Perguntas frequentes

Como melhorar a ereção naturalmente?

Pela ordem que a evidência dá: mudança de estilo de vida e de fatores de risco (recomendação forte da EAU 2025), terapia cognitivo-comportamental quando há componente psicológica (também forte) e treino do pavimento pélvico, que tem um ensaio aleatorizado com 40% dos participantes a recuperar função normal aos 12 meses e uma revisão sistemática de 2023 a sustentá-lo. Os suplementos têm recomendação fraca e vêm depois disto, não antes.

Quanto tempo demora a melhorar?

Nos estudos de pavimento pélvico, os protocolos duram 6 a 12 semanas e os resultados são medidos às 12 semanas e aos 12 meses. Para mudanças de estilo de vida e para a terapia, as fontes usadas nesta página não indicam prazo. Qualquer promessa de dias vem de marketing, não destas fontes.

A disfunção erétil tem cura?

Depende da causa, e é por isso que a EAU 2025 manda procurar causas curáveis antes de partir para tratamento sintomático. Há situações em que tratar a causa resolve o sintoma e há outras em que o tratamento é continuado. Prometer «cura» sem saber a causa é publicidade, não informação clínica.

Os exercícios de Kegel ajudam na disfunção erétil?

O treino do pavimento pélvico é a abordagem não farmacológica com melhores dados medidos: 40% de recuperação de função erétil normal aos 12 meses no grupo de intervenção do ensaio de Dorey (2004), contra um grupo de controlo que recebeu apenas conselhos de estilo de vida. Nos estudos foi feito com acompanhamento e biofeedback, entre 9 e 20 sessões — não como exercício improvisado em casa.

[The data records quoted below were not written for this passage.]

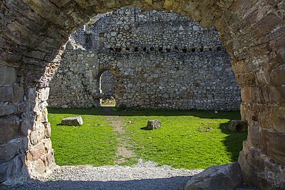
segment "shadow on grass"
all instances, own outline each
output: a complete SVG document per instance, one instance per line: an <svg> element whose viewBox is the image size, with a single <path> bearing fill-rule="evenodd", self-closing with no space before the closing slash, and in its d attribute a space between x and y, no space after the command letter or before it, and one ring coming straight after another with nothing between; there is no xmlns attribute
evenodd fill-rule
<svg viewBox="0 0 285 190"><path fill-rule="evenodd" d="M221 123L219 128L222 132L227 134L223 141L227 151L231 154L232 162L237 162L239 152L243 149L243 141L247 139L247 132L232 132L228 129L230 122Z"/></svg>
<svg viewBox="0 0 285 190"><path fill-rule="evenodd" d="M192 176L175 176L131 180L86 181L57 180L41 182L30 180L21 186L3 189L183 189Z"/></svg>
<svg viewBox="0 0 285 190"><path fill-rule="evenodd" d="M240 118L239 111L219 111L200 110L163 110L163 109L127 109L119 110L112 107L99 108L48 108L53 114L73 114L103 116L194 116L203 119L228 119Z"/></svg>
<svg viewBox="0 0 285 190"><path fill-rule="evenodd" d="M227 119L229 120L240 119L239 111L218 111L214 110L116 110L110 108L49 108L49 112L53 114L73 114L73 115L90 115L102 116L193 116L201 119ZM219 128L227 136L223 143L225 145L227 152L231 155L232 162L238 161L239 152L243 148L243 141L247 139L247 132L231 132L227 127L229 122L220 124ZM146 127L140 128L140 130L147 130Z"/></svg>
<svg viewBox="0 0 285 190"><path fill-rule="evenodd" d="M140 129L141 129L141 130L152 130L152 129L150 129L150 128L147 128L147 127L140 128Z"/></svg>

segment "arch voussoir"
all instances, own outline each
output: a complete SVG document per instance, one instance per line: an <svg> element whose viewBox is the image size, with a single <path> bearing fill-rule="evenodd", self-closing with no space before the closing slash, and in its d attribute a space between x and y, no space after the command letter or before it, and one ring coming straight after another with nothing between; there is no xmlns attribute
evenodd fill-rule
<svg viewBox="0 0 285 190"><path fill-rule="evenodd" d="M249 124L238 161L244 180L261 189L285 189L282 0L2 1L0 184L44 175L55 166L46 106L61 47L91 16L125 5L182 13L218 28L242 88L242 117Z"/></svg>

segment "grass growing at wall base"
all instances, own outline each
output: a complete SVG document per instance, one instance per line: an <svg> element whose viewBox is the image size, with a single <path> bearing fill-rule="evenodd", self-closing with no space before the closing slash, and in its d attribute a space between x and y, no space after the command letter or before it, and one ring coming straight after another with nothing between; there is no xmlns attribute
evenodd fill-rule
<svg viewBox="0 0 285 190"><path fill-rule="evenodd" d="M247 134L227 130L230 120L240 119L238 111L215 114L202 110L116 110L114 115L125 121L122 136L112 131L101 108L49 108L49 111L55 161L60 165L114 165L118 158L116 138L124 136L127 147L136 155L122 165L134 164L142 158L176 168L204 169L236 161ZM82 117L83 126L57 126L61 119L75 115ZM154 119L161 120L161 128L142 129L148 120Z"/></svg>
<svg viewBox="0 0 285 190"><path fill-rule="evenodd" d="M114 165L117 141L106 117L93 115L99 110L77 109L73 112L71 109L49 108L49 111L51 141L58 165ZM60 125L62 119L78 115L82 117L82 126Z"/></svg>
<svg viewBox="0 0 285 190"><path fill-rule="evenodd" d="M131 121L126 134L137 158L190 169L237 161L247 133L230 132L227 126L230 120L240 119L239 112L154 112L124 117ZM160 120L162 128L143 130L149 119Z"/></svg>

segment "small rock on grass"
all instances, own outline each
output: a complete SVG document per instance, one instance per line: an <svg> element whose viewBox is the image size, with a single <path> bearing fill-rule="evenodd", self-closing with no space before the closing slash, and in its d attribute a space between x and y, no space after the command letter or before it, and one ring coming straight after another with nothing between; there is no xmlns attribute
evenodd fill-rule
<svg viewBox="0 0 285 190"><path fill-rule="evenodd" d="M78 126L83 124L83 119L81 116L69 117L62 119L62 125L69 126Z"/></svg>

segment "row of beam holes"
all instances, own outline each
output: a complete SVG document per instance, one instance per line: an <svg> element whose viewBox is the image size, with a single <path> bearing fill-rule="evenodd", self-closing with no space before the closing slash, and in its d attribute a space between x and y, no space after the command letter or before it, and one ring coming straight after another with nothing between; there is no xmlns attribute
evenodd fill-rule
<svg viewBox="0 0 285 190"><path fill-rule="evenodd" d="M179 48L177 47L177 46L175 46L175 50L177 50L177 51L179 51ZM117 52L117 53L120 53L120 52L122 52L122 49L121 48L119 48L119 47L116 47L116 48L110 48L110 50L111 50L111 51L116 51L116 52ZM144 47L143 48L142 48L142 51L145 51L145 52L146 52L147 51L147 47ZM149 48L149 50L151 51L153 51L154 50L155 50L155 48L153 47L151 47L150 48ZM196 49L195 48L192 48L192 49L187 49L187 47L184 47L184 48L182 48L182 51L184 52L184 53L187 53L187 52L190 52L190 51L192 51L192 52L196 52ZM199 48L199 49L197 49L198 51L199 51L200 52L203 52L203 51L204 51L204 49L203 49L203 47L201 47L201 48ZM218 51L221 51L222 50L222 48L221 47L218 47L217 48L216 48L216 50L218 50ZM125 51L130 51L130 49L129 49L129 47L126 47L125 48ZM162 48L162 47L159 47L158 48L158 51L163 51L163 49ZM166 48L166 52L171 52L171 49L170 49L170 48ZM212 48L209 48L209 51L212 51ZM138 52L138 47L135 47L134 48L134 52Z"/></svg>

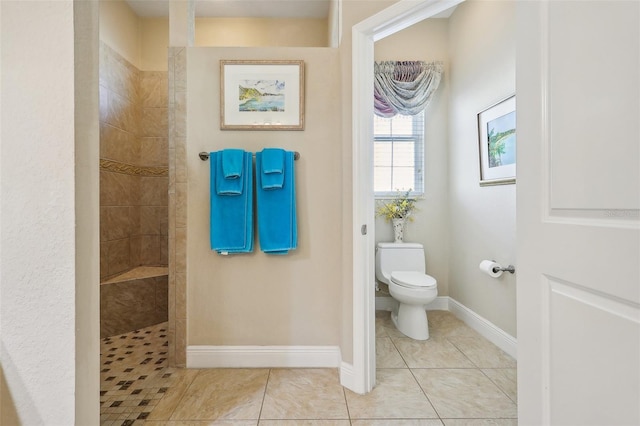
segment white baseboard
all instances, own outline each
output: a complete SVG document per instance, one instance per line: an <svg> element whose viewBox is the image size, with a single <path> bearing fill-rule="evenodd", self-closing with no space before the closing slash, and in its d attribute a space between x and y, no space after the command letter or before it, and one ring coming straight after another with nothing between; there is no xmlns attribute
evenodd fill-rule
<svg viewBox="0 0 640 426"><path fill-rule="evenodd" d="M376 297L376 311L389 311L391 312L397 301L388 297ZM448 311L449 310L449 298L446 296L438 296L436 299L426 306L427 311Z"/></svg>
<svg viewBox="0 0 640 426"><path fill-rule="evenodd" d="M448 299L449 311L452 314L460 318L465 324L480 333L480 335L488 341L511 355L513 358L517 359L518 341L515 337L507 334L495 324L476 314L455 299Z"/></svg>
<svg viewBox="0 0 640 426"><path fill-rule="evenodd" d="M429 303L426 306L427 311L448 311L449 310L449 297L438 296L436 300Z"/></svg>
<svg viewBox="0 0 640 426"><path fill-rule="evenodd" d="M187 368L337 368L338 346L187 346Z"/></svg>
<svg viewBox="0 0 640 426"><path fill-rule="evenodd" d="M353 364L346 362L340 364L340 384L347 389L355 389L356 376L353 371Z"/></svg>

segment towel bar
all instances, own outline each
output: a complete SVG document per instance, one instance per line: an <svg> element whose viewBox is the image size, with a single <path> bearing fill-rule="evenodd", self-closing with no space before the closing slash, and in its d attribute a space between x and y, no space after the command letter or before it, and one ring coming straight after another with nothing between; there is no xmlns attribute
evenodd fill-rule
<svg viewBox="0 0 640 426"><path fill-rule="evenodd" d="M253 154L253 156L255 157L256 155ZM201 153L198 154L198 157L200 157L200 159L202 161L207 161L209 159L209 153L208 152L201 152ZM300 158L300 153L298 151L295 151L293 153L293 159L297 160L299 158Z"/></svg>

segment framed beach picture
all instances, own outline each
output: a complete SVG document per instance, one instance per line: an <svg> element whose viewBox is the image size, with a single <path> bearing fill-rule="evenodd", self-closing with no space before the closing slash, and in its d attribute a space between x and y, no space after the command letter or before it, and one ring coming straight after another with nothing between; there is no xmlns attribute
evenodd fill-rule
<svg viewBox="0 0 640 426"><path fill-rule="evenodd" d="M221 60L220 128L304 130L304 62Z"/></svg>
<svg viewBox="0 0 640 426"><path fill-rule="evenodd" d="M478 113L480 185L516 182L516 97Z"/></svg>

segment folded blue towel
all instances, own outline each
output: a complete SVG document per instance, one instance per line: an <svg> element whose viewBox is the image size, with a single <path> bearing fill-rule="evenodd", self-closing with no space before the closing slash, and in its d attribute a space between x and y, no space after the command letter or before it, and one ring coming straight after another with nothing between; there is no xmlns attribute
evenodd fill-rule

Posso comprar sildenafil sem receita em Portugal?

Desde maio de 2025, o sildenafil 50 mg é dispensado em farmácias comunitárias portuguesas sem receita médica, com avaliação do farmacêutico, checklist de contraindicações e limite de uma embalagem de 8 unidades. O tadalafil continua a exigir receita. Contraindicações como uso de nitratos ou doença cardíaca grave impedem a dispensa — os detalhes estão em comprimidos para a ereção, com a checklist toda.

Que médico devo procurar?

A avaliação inicial descrita na guideline europeia — história clínica, exame físico, perfil de glicose e lípidos e testosterona total matinal — pode começar nos cuidados de saúde primários, que referenciam para urologia quando é preciso. O que não deve acontecer é ficar meses a testar produtos sem que ninguém tenha procurado a causa.

Vigor Claro reúne o que está publicado por entidades clínicas e reguladoras. Não avalia o seu caso nem substitui uma consulta.